Pembacaan Alkitab : Mazmur 29: 5-6
TEMA : KEKUATAN ALLAH MENGGETARKAN MUSUH-MUSUHNYA
"Suara TUHAN mematahkan pohon aras,..." (ay 5a)
Pohon aras Lebanon (Cedrus Libani) terkenal sebagai salah satu pohon yang sangat kuat, kokoh dan awet dalam kurun waktu yang lama karena mampu bertahan dalam cuaca ekstrim musim dingin dan musim panas kering.
Kayu pohon aras sering digunakan untuk membangun rumah, kapal dan patung pada zaman kuno.
Alkitab menggambarkan pohon aras sebagai simbol kekuatan dari pohon yang besar dan kokoh.

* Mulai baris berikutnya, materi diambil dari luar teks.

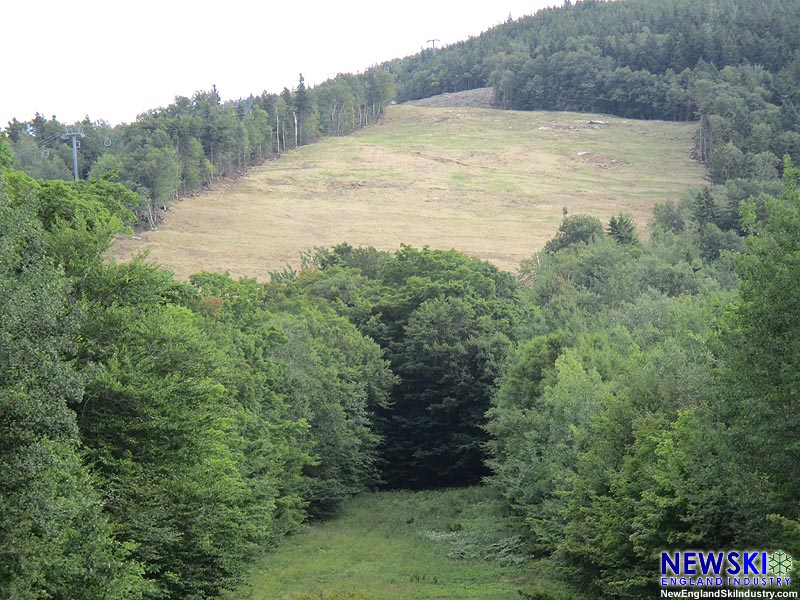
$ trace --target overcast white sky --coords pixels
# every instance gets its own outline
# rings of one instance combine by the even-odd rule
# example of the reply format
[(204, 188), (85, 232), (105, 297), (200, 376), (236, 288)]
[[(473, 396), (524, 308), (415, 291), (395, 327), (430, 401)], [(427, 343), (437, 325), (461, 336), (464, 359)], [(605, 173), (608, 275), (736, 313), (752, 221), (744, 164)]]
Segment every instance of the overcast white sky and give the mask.
[(560, 0), (4, 0), (0, 128), (131, 122), (175, 96), (280, 92), (478, 35)]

Sekalipun kokoh dan kuat, tetapi kekuatannya tidak mampu menandingi atau mengatasi kekuatan TUHAN yang dilukiskan dalam keperkasaan guntur dan kilat yang menggelegar.
Hanya dengan suara-Nya saja, pohon itu patah dan tumbang. Pohon itu digoncangkan oleh kekuatan TUHAN sehingga patah dan tumbang.
Suara TUHAN yang menggelegar, menjadi peringatan bagi musuh yang melawan Israel.
Mereka perlu memahami bahwa berperang dengan Israel, akan berhadapan dengan kuasa TUHAN.
Dia yang akan mengalahkan mereka walaupun pertahanannya sekuat pohon aras Lebanon.
Allah memiliki kekuatan dahsyat yang mampu menggetarkan alam dan segenap isinya dengan kekuatan kuasa-Nya Gunung pun bisa dibuat-Nya melompat-lompat atau bergoyang seperti lompatan anak lembu dan anak banteng.
Kekuatan yang TUHAN tunjukkan, menjadi jaminan dan pemeliharaan atas kehidupan umat.
Kuasa yang Allah tunjukkan, bukanlah sebuah demonstrasi tanpa makna seperti manusia mereka-reka peristiwa alam.
Tindakan TUHAN yang konkrit, menjadi peringatan kepada umat-Nya untuk menaruh percaya secara sungguh pada kekuatan Allah.
Dia sanggup menghalau bahaya yang mengancam dari musuh yang kelihatan sangat kuat tetapi rapuh di hadapan kuasa Allah.
Mempercayakan hidup pada kuasa Tuhan, merupakan perjuangan melawan kuasa- kuasa jahat di mana Allah turut bekerja bersama kita.
Yakinlah pada pertolongan dan kuasa TUHAN atas hidup dan masa depan sebagai umat-Nya. Amin.
Doa: Kiranya tangan pertolongan Tuhan yang kuat, memampukan kami menjalani kehidupan dengan selalu berjuang dan hidup mengandalkan Engkau. Amin.